Testing some LAB stuff

rwightman · rwightman · commit 3fbbd511e64c · 2024-12-18T16:49:17.000-08:00
diff --git a/timm/data/transforms.py b/timm/data/transforms.py
@@ -90,7 +90,7 @@ def __repr__(self) -> str:
         return f"{self.__class__.__name__}()"
 
 
-class ToLab(transforms.ToTensor):
+class ToLabPIL:
 
     def __init__(self) -> None:
         super().__init__()
@@ -115,6 +115,121 @@ def __repr__(self) -> str:
         return f"{self.__class__.__name__}()"
 
 
+def srgb_to_linear(srgb_image: torch.Tensor) -> torch.Tensor:
+    return torch.where(
+        srgb_image <= 0.04045,
+        srgb_image / 12.92,
+        ((srgb_image + 0.055) / 1.055) ** 2.4
+    )
+
+
+def rgb_to_lab_tensor(
+        rgb_img: torch.Tensor,
+        normalized: bool = True,
+        srgb_input: bool = True,
+) -> torch.Tensor:
+    """
+    Convert RGB image to LAB color space using tensor operations.
+
+    Args:
+        rgb_img: Tensor of shape (..., 3) with values in range [0, 255]
+        normalized: If True, outputs L,a,b in [0, 1] range instead of native LAB ranges
+
+    Returns:
+        lab_img: Tensor of same shape with either:
+            - normalized=False: L in [0, 100] and a,b in [-128, 127]

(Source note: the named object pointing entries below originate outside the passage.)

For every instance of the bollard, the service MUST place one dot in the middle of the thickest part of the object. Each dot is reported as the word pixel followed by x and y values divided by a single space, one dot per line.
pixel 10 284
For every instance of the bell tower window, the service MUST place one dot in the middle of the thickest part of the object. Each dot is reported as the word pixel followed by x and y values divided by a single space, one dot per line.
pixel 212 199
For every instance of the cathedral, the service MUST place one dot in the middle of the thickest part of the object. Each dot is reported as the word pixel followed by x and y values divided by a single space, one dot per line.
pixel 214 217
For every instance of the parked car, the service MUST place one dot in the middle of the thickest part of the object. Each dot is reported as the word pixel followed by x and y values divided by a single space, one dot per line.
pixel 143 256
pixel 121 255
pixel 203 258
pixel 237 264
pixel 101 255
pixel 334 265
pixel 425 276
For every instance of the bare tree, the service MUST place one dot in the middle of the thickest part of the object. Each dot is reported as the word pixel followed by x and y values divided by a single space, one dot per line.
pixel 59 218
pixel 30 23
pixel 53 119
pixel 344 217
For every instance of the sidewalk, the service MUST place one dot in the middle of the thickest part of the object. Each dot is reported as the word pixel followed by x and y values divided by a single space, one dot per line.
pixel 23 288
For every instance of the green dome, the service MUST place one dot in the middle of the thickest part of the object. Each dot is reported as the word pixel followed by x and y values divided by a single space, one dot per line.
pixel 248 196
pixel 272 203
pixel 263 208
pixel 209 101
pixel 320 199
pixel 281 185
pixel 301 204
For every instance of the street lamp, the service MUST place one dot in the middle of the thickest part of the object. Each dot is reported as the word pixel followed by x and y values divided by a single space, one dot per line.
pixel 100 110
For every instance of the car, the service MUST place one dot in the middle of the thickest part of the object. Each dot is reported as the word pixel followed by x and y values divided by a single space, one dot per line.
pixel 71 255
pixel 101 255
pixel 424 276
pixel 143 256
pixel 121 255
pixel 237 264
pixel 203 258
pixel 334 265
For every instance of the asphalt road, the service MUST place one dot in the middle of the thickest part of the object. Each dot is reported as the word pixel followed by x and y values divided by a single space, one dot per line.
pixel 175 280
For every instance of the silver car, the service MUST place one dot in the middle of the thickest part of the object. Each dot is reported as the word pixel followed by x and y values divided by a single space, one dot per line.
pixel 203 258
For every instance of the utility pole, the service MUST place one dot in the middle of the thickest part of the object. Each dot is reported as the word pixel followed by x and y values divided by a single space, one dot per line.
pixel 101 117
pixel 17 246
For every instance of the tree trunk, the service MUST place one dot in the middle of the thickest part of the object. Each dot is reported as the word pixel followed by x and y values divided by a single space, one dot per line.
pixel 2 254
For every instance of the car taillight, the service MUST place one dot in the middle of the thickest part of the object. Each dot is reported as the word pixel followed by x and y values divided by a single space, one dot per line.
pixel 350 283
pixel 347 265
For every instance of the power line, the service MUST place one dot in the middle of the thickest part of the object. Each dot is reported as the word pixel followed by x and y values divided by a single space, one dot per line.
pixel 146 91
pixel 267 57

+            - normalized=True: L,a,b in [0, 1]
+    """
+    # Constants
+    epsilon = 216 / 24389
+    kappa = 24389 / 27
+    xn = 0.95047
+    yn = 1.0
+    zn = 1.08883
+
+    # Convert sRGB to linear RGB
+    if srgb_input:
+        rgb_img = srgb_to_linear(rgb_img)
+
+    # FIXME transforms before this are causing -ve values, can have a large impact on this conversion
+    rgb_img.clamp_(0, 1.0)
+
+    # Convert to XYZ using matrix multiplication
+    rgb_to_xyz = torch.tensor([
+        [0.412453, 0.357580, 0.180423],
+        [0.212671, 0.715160, 0.072169],
+        [0.019334, 0.119193, 0.950227]
+    ], device=rgb_img.device)
+
+    # Reshape input for matrix multiplication if needed
+    original_shape = rgb_img.shape
+    if len(original_shape) > 2:
+        rgb_img = rgb_img.reshape(-1, 3)
+
+    # Perform matrix multiplication
+    xyz = torch.matmul(rgb_img, rgb_to_xyz.T)
+
+    # Adjust XYZ values
+    xyz[..., 0].div_(xn)
+    xyz[..., 1].div_(yn)
+    xyz[..., 2].div_(zn)
+
+    # Step 4: XYZ to LAB
+    lab = torch.where(
+        xyz > epsilon,
+        torch.pow(xyz, 1 / 3),
+        (kappa * xyz + 16) / 116
+    )
+
+    if normalized:
+        # Calculate normalized [0,1] L,a,b values directly
+        # L: map [0,100] to [0,1] : (116y - 16)/100 = 1.16y - 0.16
+        # a: map [-128,127] to [0,1] : (500(x-y) + 128)/255 ≈ 1.96(x-y) + 0.502
+        # b: map [-128,127] to [0,1] : (200(y-z) + 128)/255 ≈ 0.784(y-z) + 0.502
+        shift_128 = 128 / 255
+        a_scale = 500 / 255
+        b_scale = 200 / 255
+        L = 1.16 * lab[..., 1] - 0.16
+        a = a_scale * (lab[..., 0] - lab[..., 1]) + shift_128
+        b = b_scale * (lab[..., 1] - lab[..., 2]) + shift_128
+    else:
+        # Calculate native range L,a,b values
+        L = 116 * lab[..., 1] - 16
+        a = 500 * (lab[..., 0] - lab[..., 1])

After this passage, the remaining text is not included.